Tribunal Administratif de MELUN — Décision N° TA77-2200063

mercredi 1 octobre 2025

JuridictionTribunal Administratif de MELUN
SectionTribunal Administratif de MELUN
N° DossierTA77-2200063
TypeDécision
RecoursExcès de pouvoir
Formation3ème chambre
Avocat requérantCABINET ADDA

Résumé IA

Le Tribunal administratif de Melun, saisi d’un recours pour excès de pouvoir par M. B..., a examiné sa demande de réduction de l’obligation de payer résultant d’une mise en demeure du 4 février 2021, portant sur des rappels d’impôt sur les sociétés, de cotisation sur la valeur ajoutée des entreprises, de cotisation foncière des entreprises et de taxe sur la valeur ajoutée. Le tribunal a écarté la fin de non-recevoir soulevée par l’administration, fondée sur l’article R. 281-5 du livre des procédures fiscales, estimant que le moyen de M. B... était recevable. Sur le fond, le tribunal a jugé que la solidarité prononcée par le jugement du tribunal correctionnel de Meaux du 22 mai 2018 ne concernait que la taxe sur la valeur ajoutée pour la période du 1er janvier 2013 au 31 décembre 2013 et l’impôt sur les sociétés pour les exercices clos en 2010 à 2014, et non les rappels de taxe sur la valeur ajoutée pour la période antérieure (1er août 2009 au 31 décembre 2012).
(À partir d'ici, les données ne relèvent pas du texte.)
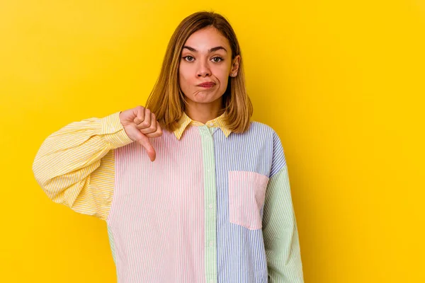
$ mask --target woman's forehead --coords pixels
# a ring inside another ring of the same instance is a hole
[[[227,39],[213,28],[208,28],[193,33],[184,45],[203,52],[208,52],[211,49],[219,46],[225,49],[222,50],[223,52],[230,51]]]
En conséquence, le tribunal a prononcé la réduction de l

Texte intégral

Vu la procédure suivante :

Par une requête et un mémoire, enregistrés le 4 janvier 2022 et le 27 février 2025, M. A... B..., représenté par Me Adda et Me Dalmasso, doit être regardé comme demandant au tribunal :

1°) de prononcer la réduction de l’obligation de payer qui lui a été notifiée par la mise en demeure en date du 4 février 2021 de payer la somme de 394 621,70 euros correspondant à des cotisations supplémentaires d’impôt sur les sociétés au titres des exercices clos les 31 décembre 2010, 2011 et 2012, de cotisation sur la valeur ajoutée des entreprises au titre de 2011 et de 2012 et de cotisation foncière des entreprises au titre de 2014 et 2015 et des rappels de taxe sur la valeur ajoutée au titre de la période allant du 1er août 2009 au 31 décembre 2012 ;

2°) de mettre à la charge de l’Etat la somme de 1 500 euros en application de l’article L. 761-1 du code de justice administrative.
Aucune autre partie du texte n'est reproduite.